Greene, who rose to power in the 1960s when he muscled into the International Longshoreman's Association, became involved in the numbers racket working for notorious racketeer Shondor Birns.
He later became a suspect in the 1975 car bombing that claimed Birns' life, which came in response to a botched Birns-ordered hit on Greene. Birns' death put Greene in control of gambling rackets and a partnership with drug and arms trafficker John Nardi against Licavoli.
As if the bombings didn't bring enough publicity, there was the flamboyant Greene going on TV to taunt his enemies and boast that he was alive and well – even after multiple murder attempts.
After a numbers of failed attempts, the family did get Nardi – with a car bomb in May 1977. Greene was next, also via car bomb, on October 6, 1977.
Licavoli had free reign of Cleveland. Well, for two months – until he was arrested in connection with Greene's death by the FBI, which found an 18-inch knife in his cane.
"I managed to get him acquitted of the charges the first two times we went to trial," says Willis, who was Licavoli's lawyer to the end. "The third time wasn't a charm."
In 1982, he was tried under federal RICO charges and convicted and sentenced to seventeen years imprisonment.
He was done in by informants – the kind of rats that an old-school Mafioso like Licavoli detested.
"Sometimes, you know, I think this (expletive) outfit of ours is like the old Communist party in this country," he reportedly told informant Jimmy "the Weasel" Fratianno. "It's getting so that there's more (expletive) spies in it than members."
Licavoli lasted three years in jail before dying of a heart attack. He never whined the whole time.

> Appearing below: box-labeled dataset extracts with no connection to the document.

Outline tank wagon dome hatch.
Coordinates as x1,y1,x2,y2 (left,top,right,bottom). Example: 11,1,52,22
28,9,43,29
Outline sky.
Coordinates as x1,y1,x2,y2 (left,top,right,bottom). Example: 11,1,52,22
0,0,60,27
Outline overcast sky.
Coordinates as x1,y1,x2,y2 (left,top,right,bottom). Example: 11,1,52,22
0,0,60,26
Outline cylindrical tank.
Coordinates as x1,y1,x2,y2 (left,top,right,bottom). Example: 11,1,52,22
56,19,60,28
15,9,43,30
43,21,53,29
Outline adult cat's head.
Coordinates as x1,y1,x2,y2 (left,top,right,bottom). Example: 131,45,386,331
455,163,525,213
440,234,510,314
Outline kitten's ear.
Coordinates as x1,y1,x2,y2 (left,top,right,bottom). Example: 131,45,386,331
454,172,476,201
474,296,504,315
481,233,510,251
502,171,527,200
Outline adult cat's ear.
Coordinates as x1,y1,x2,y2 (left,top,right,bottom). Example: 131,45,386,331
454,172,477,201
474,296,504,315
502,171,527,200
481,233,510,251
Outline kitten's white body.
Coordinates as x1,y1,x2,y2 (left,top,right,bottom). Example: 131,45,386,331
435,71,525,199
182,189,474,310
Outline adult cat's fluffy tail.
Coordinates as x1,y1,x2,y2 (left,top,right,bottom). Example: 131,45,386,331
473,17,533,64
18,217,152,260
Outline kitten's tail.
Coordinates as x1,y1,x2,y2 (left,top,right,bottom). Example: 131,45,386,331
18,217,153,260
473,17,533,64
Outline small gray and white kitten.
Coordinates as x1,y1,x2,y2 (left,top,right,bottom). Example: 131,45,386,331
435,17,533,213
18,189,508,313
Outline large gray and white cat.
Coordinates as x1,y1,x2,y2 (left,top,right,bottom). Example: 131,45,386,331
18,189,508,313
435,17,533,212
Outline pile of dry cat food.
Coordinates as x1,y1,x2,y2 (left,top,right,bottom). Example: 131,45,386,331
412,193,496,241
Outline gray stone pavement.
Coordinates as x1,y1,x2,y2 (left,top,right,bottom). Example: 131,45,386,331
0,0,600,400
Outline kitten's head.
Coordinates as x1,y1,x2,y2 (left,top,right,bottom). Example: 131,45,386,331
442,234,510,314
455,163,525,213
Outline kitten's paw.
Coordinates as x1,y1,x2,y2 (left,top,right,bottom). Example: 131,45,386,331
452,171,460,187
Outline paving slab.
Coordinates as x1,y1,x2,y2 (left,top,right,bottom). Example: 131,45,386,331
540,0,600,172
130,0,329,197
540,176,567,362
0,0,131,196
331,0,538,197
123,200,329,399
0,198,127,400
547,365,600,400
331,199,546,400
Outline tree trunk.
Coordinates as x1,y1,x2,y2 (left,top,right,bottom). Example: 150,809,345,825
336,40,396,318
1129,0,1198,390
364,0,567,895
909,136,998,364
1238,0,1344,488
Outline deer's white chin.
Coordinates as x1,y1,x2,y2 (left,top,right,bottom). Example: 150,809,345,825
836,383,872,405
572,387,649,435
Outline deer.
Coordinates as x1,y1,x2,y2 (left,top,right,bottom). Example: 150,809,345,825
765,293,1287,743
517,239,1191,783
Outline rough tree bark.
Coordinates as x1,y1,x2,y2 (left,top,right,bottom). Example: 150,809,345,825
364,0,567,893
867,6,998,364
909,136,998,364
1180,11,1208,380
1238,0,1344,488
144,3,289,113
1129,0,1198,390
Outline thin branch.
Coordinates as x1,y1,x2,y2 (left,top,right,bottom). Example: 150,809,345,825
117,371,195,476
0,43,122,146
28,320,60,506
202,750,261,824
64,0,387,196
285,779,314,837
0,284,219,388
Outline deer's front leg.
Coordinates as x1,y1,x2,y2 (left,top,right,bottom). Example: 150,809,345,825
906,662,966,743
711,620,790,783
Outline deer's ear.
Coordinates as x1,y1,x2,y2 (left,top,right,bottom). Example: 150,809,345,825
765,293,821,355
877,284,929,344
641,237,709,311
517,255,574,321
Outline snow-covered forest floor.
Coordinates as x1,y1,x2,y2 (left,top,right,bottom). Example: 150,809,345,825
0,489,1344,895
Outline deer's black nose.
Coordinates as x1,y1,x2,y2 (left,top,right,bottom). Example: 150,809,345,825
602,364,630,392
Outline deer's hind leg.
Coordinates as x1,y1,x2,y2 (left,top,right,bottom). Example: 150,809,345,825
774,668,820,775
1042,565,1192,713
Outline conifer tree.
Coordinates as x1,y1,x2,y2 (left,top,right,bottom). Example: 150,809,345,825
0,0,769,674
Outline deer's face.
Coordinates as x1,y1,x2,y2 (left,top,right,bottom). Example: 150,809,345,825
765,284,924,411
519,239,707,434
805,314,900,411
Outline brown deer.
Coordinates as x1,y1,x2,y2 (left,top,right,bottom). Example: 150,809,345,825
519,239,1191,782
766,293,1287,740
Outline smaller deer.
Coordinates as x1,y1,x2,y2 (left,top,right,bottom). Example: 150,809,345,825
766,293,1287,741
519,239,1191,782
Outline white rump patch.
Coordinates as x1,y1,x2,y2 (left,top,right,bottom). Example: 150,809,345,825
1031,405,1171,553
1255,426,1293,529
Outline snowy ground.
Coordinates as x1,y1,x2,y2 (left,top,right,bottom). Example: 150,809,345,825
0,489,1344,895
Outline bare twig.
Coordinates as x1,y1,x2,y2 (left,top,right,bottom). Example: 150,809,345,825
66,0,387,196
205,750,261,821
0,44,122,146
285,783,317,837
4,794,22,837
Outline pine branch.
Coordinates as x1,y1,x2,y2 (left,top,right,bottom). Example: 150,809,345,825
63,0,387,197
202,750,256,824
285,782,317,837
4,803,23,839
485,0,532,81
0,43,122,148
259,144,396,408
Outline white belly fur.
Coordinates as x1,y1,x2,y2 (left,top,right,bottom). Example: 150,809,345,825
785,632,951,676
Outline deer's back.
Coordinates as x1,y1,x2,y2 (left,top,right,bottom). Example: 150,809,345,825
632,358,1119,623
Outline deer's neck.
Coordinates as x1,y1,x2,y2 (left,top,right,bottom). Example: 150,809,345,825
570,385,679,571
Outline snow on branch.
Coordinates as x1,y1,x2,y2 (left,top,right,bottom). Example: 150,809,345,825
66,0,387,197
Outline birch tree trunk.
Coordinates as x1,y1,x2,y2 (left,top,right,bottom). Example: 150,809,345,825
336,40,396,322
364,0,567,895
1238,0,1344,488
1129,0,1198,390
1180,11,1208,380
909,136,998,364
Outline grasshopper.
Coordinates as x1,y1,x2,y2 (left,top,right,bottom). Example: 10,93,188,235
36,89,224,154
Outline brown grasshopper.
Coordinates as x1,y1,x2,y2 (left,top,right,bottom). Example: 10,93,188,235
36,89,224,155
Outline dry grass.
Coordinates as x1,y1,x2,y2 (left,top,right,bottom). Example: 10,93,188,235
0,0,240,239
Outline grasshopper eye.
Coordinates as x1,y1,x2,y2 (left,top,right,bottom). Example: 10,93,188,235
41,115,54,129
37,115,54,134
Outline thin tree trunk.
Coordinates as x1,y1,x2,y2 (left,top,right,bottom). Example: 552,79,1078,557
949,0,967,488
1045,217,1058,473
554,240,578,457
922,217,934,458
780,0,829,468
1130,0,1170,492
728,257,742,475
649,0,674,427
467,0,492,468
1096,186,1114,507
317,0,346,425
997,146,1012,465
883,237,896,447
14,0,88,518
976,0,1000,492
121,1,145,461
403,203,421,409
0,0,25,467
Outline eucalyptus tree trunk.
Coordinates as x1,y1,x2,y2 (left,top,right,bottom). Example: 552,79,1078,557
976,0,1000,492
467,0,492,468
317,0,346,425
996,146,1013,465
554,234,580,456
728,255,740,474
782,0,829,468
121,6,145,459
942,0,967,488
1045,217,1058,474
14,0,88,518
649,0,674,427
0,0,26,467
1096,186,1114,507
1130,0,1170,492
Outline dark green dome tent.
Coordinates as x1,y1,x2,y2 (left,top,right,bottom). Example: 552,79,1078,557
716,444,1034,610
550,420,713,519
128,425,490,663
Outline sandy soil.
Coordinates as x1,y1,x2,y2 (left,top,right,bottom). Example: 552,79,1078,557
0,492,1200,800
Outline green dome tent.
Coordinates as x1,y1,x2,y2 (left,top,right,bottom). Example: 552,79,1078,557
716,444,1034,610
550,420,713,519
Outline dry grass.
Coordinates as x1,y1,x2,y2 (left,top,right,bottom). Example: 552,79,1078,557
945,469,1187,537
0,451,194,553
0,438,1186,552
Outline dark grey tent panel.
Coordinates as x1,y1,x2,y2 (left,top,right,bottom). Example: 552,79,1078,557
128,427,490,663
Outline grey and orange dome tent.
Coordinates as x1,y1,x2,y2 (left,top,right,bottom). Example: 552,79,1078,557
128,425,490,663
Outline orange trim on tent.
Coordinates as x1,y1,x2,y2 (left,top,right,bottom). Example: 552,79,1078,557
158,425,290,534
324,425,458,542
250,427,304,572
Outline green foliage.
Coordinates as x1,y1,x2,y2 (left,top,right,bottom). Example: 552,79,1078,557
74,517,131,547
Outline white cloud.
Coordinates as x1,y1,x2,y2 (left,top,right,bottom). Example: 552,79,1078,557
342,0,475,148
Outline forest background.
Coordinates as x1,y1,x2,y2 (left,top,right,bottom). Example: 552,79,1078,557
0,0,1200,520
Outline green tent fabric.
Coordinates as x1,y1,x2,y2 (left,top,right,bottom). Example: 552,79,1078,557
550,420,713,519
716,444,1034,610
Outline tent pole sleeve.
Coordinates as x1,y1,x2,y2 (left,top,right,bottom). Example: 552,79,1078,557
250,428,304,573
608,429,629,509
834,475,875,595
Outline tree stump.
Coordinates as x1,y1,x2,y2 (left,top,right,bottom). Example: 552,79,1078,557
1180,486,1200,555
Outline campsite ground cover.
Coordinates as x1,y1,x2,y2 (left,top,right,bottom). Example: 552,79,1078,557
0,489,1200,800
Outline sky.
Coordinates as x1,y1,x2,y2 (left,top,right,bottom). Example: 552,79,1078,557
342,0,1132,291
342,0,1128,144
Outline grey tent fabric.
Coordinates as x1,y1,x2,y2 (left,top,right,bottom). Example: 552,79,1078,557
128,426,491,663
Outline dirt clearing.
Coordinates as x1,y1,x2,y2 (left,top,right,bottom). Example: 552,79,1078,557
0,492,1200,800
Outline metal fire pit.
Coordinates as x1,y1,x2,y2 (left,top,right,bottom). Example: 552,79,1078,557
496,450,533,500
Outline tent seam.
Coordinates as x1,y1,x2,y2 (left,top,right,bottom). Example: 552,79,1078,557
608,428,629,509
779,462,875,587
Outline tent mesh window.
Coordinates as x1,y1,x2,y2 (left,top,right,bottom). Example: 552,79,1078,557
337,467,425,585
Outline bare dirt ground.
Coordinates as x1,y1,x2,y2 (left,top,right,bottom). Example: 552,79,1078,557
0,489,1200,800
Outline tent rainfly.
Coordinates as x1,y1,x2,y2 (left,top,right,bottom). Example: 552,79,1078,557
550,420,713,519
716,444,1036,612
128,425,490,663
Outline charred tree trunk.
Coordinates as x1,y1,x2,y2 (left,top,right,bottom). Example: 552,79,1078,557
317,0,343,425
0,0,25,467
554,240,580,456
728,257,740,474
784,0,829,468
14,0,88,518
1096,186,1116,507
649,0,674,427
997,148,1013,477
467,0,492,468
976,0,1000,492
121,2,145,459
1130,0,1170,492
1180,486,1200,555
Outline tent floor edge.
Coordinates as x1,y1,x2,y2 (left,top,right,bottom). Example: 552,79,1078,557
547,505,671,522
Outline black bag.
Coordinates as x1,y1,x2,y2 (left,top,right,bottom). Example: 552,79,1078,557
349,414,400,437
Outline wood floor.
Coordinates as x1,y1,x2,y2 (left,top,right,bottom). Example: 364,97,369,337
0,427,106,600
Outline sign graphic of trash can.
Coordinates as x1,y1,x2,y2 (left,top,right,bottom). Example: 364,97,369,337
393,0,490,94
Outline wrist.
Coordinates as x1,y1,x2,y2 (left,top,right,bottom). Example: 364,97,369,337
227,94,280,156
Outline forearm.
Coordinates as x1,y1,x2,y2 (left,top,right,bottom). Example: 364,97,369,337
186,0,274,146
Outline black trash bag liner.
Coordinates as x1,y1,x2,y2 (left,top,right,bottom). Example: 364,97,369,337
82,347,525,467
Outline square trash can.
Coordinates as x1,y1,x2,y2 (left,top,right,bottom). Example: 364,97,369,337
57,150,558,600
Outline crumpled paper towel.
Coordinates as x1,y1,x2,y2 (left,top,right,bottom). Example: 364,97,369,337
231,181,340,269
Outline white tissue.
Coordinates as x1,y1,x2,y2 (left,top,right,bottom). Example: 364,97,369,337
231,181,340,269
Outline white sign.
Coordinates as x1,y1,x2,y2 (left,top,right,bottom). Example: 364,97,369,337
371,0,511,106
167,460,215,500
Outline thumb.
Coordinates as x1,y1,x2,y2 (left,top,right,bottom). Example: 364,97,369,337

"There was no trouble, nothing uncommon about him at all," said R.D. Brewer, warden of the Oxford Correctional Institute in Oxford, Wis., in a Page One story in The Plain Dealer.
"That was Jack," adds Willis. "He was a strong man and he took everything like a man."
Even at age 81, hobbling with a cane.
"The image of Licavoli hobbling off to jail with his cane was symbolic of what was happening with the Mafia," says Porrello. "The war that ended up putting him in jail also ended up crippling the Mafia.